I know that we have talked about robots on past blogs but this time I would like to bring forth the topic of undesirable robots, crawlers and spiders. I shall be referring to them collectively as robots. Firstly and most importantly, not all robots are bad. There are malicious robots out there but I won’t be discussing them in this blog. Secondly, not all robots are good. Search engines use robots to crawl your websites, the data they collect is use for rankings and SERPS. Certain Search Engine Optimisation specialist tools use robots to analyse links, amongst other things.
Ultimately the question is, “what makes a robot undesirable?”
Although robots can be multipurpose, you can generally categorise them as: search engine, context analyser, archive maker and the questionable.
Search engine bots crawl through websites gathering information for use in SERPS and ranks. They are a good thing unless you don’t want anyone to find your site. Most search bots will honour your robots.txt file to regulate what it will and will not look at. Some robots are specifically crawling for images, if you feel it necessary, you can block them.

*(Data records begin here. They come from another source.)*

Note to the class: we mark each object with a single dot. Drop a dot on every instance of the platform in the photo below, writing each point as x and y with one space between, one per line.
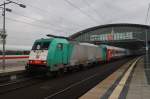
128 82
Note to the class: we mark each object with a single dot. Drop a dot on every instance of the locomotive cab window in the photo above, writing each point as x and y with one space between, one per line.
36 46
45 45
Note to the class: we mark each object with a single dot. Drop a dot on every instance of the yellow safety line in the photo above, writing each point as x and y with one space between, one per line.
117 91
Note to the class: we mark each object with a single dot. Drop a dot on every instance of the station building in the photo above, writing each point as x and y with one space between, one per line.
132 36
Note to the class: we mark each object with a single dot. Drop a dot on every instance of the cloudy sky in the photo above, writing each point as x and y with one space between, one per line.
65 17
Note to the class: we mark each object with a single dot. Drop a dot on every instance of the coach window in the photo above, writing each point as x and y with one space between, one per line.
45 45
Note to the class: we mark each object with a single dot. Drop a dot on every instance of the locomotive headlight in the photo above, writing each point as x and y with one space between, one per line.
44 62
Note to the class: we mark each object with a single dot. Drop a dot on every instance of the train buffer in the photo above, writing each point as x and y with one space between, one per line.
129 82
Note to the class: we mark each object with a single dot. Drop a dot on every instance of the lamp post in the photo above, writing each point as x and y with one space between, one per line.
3 35
146 35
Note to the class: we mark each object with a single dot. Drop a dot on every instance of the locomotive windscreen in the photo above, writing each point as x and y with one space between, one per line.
41 46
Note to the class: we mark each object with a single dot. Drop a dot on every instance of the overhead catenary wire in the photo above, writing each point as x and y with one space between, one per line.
83 12
93 9
34 25
47 12
42 21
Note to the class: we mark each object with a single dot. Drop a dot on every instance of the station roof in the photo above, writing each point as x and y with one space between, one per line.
108 25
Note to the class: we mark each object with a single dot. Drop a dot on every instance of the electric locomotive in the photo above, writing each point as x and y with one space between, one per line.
58 53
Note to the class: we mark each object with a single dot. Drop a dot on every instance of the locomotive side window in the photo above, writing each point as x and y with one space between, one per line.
60 46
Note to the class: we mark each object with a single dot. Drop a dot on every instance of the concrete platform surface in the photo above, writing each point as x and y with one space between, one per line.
128 82
138 87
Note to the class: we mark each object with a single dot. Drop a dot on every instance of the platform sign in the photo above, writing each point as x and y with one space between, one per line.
112 36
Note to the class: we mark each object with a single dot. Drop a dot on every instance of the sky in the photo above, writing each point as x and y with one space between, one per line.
66 17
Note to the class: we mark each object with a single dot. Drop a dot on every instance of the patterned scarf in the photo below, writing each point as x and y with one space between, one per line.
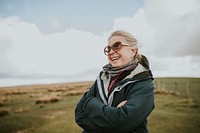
112 71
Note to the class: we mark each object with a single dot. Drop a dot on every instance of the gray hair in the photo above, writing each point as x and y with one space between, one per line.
129 38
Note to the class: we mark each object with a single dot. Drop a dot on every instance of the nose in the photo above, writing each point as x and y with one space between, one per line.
111 52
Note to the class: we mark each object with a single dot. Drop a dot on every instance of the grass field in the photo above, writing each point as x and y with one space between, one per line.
50 108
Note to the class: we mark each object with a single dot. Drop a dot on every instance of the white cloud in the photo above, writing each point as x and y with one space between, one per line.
169 33
31 53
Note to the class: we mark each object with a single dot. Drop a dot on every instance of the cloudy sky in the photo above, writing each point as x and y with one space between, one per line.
51 41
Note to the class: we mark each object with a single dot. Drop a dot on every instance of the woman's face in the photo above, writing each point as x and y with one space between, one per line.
121 57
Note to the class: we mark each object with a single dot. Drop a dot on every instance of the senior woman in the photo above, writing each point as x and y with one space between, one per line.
122 97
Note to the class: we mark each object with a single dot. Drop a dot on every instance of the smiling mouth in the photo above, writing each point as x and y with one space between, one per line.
115 58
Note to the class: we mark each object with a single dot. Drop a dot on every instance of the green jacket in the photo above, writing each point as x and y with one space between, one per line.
97 112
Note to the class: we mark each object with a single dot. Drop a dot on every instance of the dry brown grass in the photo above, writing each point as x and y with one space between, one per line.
5 111
4 101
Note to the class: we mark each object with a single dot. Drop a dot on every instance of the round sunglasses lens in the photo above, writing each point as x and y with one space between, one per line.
116 46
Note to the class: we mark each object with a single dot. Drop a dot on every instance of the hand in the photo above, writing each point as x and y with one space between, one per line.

Context analysers are typically responsible for targeted adverts and banners. These don’t mean any harm and don’t go where they aren’t invited. There are only a handful of bots that fall into this category.
Archive-makers crawl around the web making copies of sites for the posterity of the Internet. There aren‘t very many of these robots and it is useful to have old versions of your website handy.
Some robots have questionable intentions that don’t necessarily have any benefits for your site. Link checker tools fall into this category, they are very useful but how frequently does it need to be used and who needs to use it on your site. There are tools that download websites for offline browsing but you may not want whole copies of your site being taken. Some automated tools can overwhelm your server and become in effect a denial-of-service attack.
The topic of undesirable robots is often overlooked since website, by design, are in the public domain. However, I believe that robots should benefit your site and its users. Any robots that may negative affect services or server performance are undesirable and need to be blocked through the robots.txt or more severely through .htaccess (or web.config).